Huntington Sanitary Board progressing on infrastructure projects to alleviate flooding
HUNTINGTON – The Huntington Sanitary Board is making progress on three infrastructure improvement projects that will greatly reduce street flooding in the city’s Highlawn and downtown areas.
In December 2019, the Huntington Water Quality Board, which is the umbrella agency for the Huntington Sanitary Board and Huntington Stormwater Utility, announced it would begin construction this summer on three separate projects totaling approximately $4,577,012. Two of the projects will greatly reduce street flooding along 3rd and 5th avenues in Highlawn, while the third project is expected to eliminate flooding in the 8th and 10th Street underpasses.
The largest of the three projects – at a cost of $2,965,161 – involves cleaning out a large interceptor line that begins in Highlawn and carries about 80 percent of the city’s wastewater to the Water Quality Board’s treatment plant in Westmoreland. The line was built in 1958 and has never been cleaned out, according to Brian Bracey, executive director of the Water Quality Board. That has resulted in the interceptor line losing a significant amount of its waste water capacity to sand, sediment and debris, which can result in street flooding.
Cleaning the interceptor line is about 10 percent complete, and crews have already removed approximately 800,000 pounds, or 400 tons of debris, Bracey said.
Another contributor of street flooding in Highlawn is when river water infiltrates the interceptor line, further reducing the line’s capacity to carry wastewater. To alleviate this issue, the Sanitary Board recently completed a $150,655 project to install a backflow preventer on outfall lines next to a pump station on 5th Avenue in Guyandotte.

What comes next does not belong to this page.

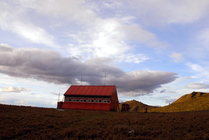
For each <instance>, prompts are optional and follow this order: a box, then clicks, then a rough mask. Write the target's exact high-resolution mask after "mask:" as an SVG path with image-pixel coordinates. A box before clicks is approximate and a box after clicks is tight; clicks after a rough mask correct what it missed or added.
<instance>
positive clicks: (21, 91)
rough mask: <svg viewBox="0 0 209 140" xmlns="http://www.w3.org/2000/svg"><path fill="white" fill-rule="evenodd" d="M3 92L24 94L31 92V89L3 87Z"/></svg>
mask: <svg viewBox="0 0 209 140" xmlns="http://www.w3.org/2000/svg"><path fill="white" fill-rule="evenodd" d="M2 91H3V92H22V91H27V92H28V91H31V90H30V89H26V88H23V87H11V86H10V87H3V88H2Z"/></svg>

In the downtown area, the Sanitary Board is taking major steps to reduce underpass flooding. The Sanitary Board is approximately halfway done on a $1,461,192 project to install pumps and drainage lines at the 8th Street and 10th Street underpasses that will prevent water from pooling in those underpasses during heavy rains.
Funding for these projects is the result of a three-step sewer rate increase that was approved by the Water Quality Board and Huntington City Council in 2017.
“The City of Huntington and Huntington Water Quality Board continue to make positive strides to update Huntington’s infrastructure so that we remain a safe, healthy and growing community,” Mayor Steve Williams said. “These projects serve as a reminder that we are putting our constituents’ hard-earned money to good use.”
In addition to these projects, the Huntington Stormwater Utility was awarded a $5,164,240 grant earlier this month from the U.S. Department of Commerce’s Economic Development Administration to stabilize and improve Huntington’s floodwall infrastructure. The Stormwater Utility will match 20 percent of the grant award, providing $1,291,060 of the funding necessary for this $6,455,300 project.
Specific infrastructure work planned will include stabilizing the 11th Street floodwall pump station and adjacent monoliths, replacing a sewage line that originates inside the 11th Street pump station, and engineering a future project which could remove sewage line infrastructure entirely from the 11th Street and 9th Street pump stations to ensure the long-term resiliency of the system.
The Stormwater Utility also received a $250,000 surface transportation block grant for engineering services to create a construction plan for drainage improvements on Arlington Boulevard. Drainage has already been improved at the upper end of Arlington Boulevard. The Stormwater Utility and KYOVA Interstate Planning Commission are now in negotiations with engineers on the larger construction plan.
The Water Quality Board also is coordinating efforts with the U.S. Army Corps of Engineers and West Virginia Department of Transportation to address areas outside the city and beyond the responsibility of the Water Quality Board to clear blockages that continue to cause flooding after rain events along Arlington Boulevard.